MERTISMAIL, Turkey — Islamic State militants swept into a Kurdish village in Syria on Wednesday just across the border from this Turkish hamlet, as farther south, in the central Syrian city of Homs, twin car bombs killed at least 45 people, including 41 children, according to the Syrian Observatory for Human Rights, an antigovernment monitoring group.
There was no immediate claim of responsibility for the bombings. Video posted online showed people running and shrieking amid black smoke, and sidewalks littered with body parts, before a second explosion went off.
The bombs struck near an elementary school in Akrama, an area that is home to many government supporters that has been targeted before by jihadist groups like the Nusra Front.
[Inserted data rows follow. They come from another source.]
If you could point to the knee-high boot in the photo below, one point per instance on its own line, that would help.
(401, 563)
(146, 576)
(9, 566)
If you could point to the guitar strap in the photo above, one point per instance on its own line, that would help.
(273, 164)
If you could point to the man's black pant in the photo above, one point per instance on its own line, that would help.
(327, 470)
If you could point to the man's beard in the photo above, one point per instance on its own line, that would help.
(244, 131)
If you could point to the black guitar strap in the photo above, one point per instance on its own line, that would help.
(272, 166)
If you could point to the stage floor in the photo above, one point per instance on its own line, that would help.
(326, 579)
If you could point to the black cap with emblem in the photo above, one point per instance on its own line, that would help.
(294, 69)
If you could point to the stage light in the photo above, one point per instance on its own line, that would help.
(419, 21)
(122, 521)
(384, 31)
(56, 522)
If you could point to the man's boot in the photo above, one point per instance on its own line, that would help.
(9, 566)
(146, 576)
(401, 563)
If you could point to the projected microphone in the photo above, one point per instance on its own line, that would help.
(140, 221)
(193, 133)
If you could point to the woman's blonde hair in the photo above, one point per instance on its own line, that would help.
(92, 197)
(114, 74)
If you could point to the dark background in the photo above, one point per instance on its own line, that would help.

Militants from the Islamic State, also known as ISIS, have recently increased their presence in Homs province as well.
Meanwhile, the conflict continues across the country between Syrian insurgents, the Islamic State, and the government, which has continued bombarding opposition-held areas.
The Syrian Network for Human Rights said Wednesday that in the month of September alone, 2,375 people died in the conflict; of those, more than 1,700 were killed by government forces, among them 294 children.
On the Turkish border, Islamic State militants who have been using tanks and artillery in a 10-day onslaught on a Syrian Kurdish area of farming villages advanced to within two miles of the area’s main town, Kobani, also known as Ayn al-Arab.
At least 50 fighters, carrying the black flags of the Islamic State, reached the village of Kazikan on Tuesday, where numerous Kurdish men had camped against the border fence with their cars and livestock, hoping that the nearby presence of Turkish soldiers would protect them.
The Kurdish men squeezed through the fence and remained on the other side, watching Islamic State fighters arriving one by one, on foot or on motorcycles, and driving away with the Kurds’ cars.
The men pleaded with Turkish soldiers to help, but the soldiers shouted at them and made them leave the area.
“I worked as a laborer for 30 years before I was able to pay $15,000 for my Mitsubishi,” said Omar Hammao, 45, after watching his car get stolen. “Delivering goods was my way to feed my family on a daily basis. I think that the coalition airstrikes might be able to push ISIS away, but I don’t think they will be able to give me back my car, or the life I had.”
The US-led coalition has carried out several airstrikes in the area against the Islamic State group, but Kurdish fighters have pleaded for more aid as they struggle to hold off the assault.
Kobani has been bombarded for the past three days, driving out new refugees to join more than 150,000 who have already fled to Turkey. On Wednesday the shelling appeared to be more frequent and sustained.
A Kurdish militant who gave only a first name, Wayss, said his fighters were now preparing for guerrilla war.
“It is the only way to face Daesh,” he said, using an Arabic acronym for the Islamic State.